Ensembles van gekoppelde burgerhuizen in neoclassicistische stijl. Rijwoningen van overwegend drie traveeën en drie bouwlagen onder een zadeldak (nok parallel met straat, pannen of leien). De bepleisterde en beschilderde lijstgevels met schijnvoegen op de begane grond, rusten op een plint uit blauwe hardsteen. Horizontaal geleed door de puilijst, beantwoorden de opstanden aan een regelmatig ordonnantieschema, opgebouwd uit registers van rechthoekige muuropeningen. De bovenbouw onderscheidt zich door een stucdecor, en heeft een klassiek hoofdgestel met houten kroonlijst als beëindiging.
Geheel van drie burgerhuizen, gekoppeld volgens repeterend en spiegelbeeldschema, voor eigen rekening gebouwd door de aannemer Lalmand-Focketyn, naar een ontwerp uit 1864. De benedenvensters rusten op doorgetrokken, lekdrempels, de bovenvensters met geprofileerde dagkanten, stucsleutels en ijzeren parapetten, rusten achtereenvolgens op de puilijst en individuele lekdrempels. Second-empire-onderdorpels accentueren de tweede verdieping.
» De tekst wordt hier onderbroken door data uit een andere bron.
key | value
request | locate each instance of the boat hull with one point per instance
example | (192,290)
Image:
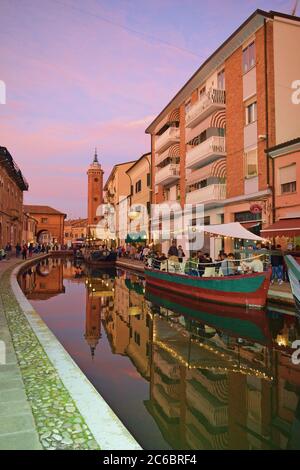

Het hoofdgestel is verrijkt met uitgelengde voluutconsoles. Gietijzeren voetschrapers. Volgens de bouwplannen omvatten de plattegronden telkens een voor- en achterkamer, ontsloten door de zijdelings ingeplante inkom- en traphal.
Geheel van drie burgerhuizen, gekoppeld volgens spiegelbeeld- en repeterend schema, gebouwd in opdracht van de weduwe Aerts, naar een ontwerp door de architect Heliodore Leclef uit 1868. Van het rechter pand (nummer 28) is de gevel in 1954 volledig vernieuwd; in de pui van het rechter pand (nummer 32) is in 1956 een garagepoort ingebracht.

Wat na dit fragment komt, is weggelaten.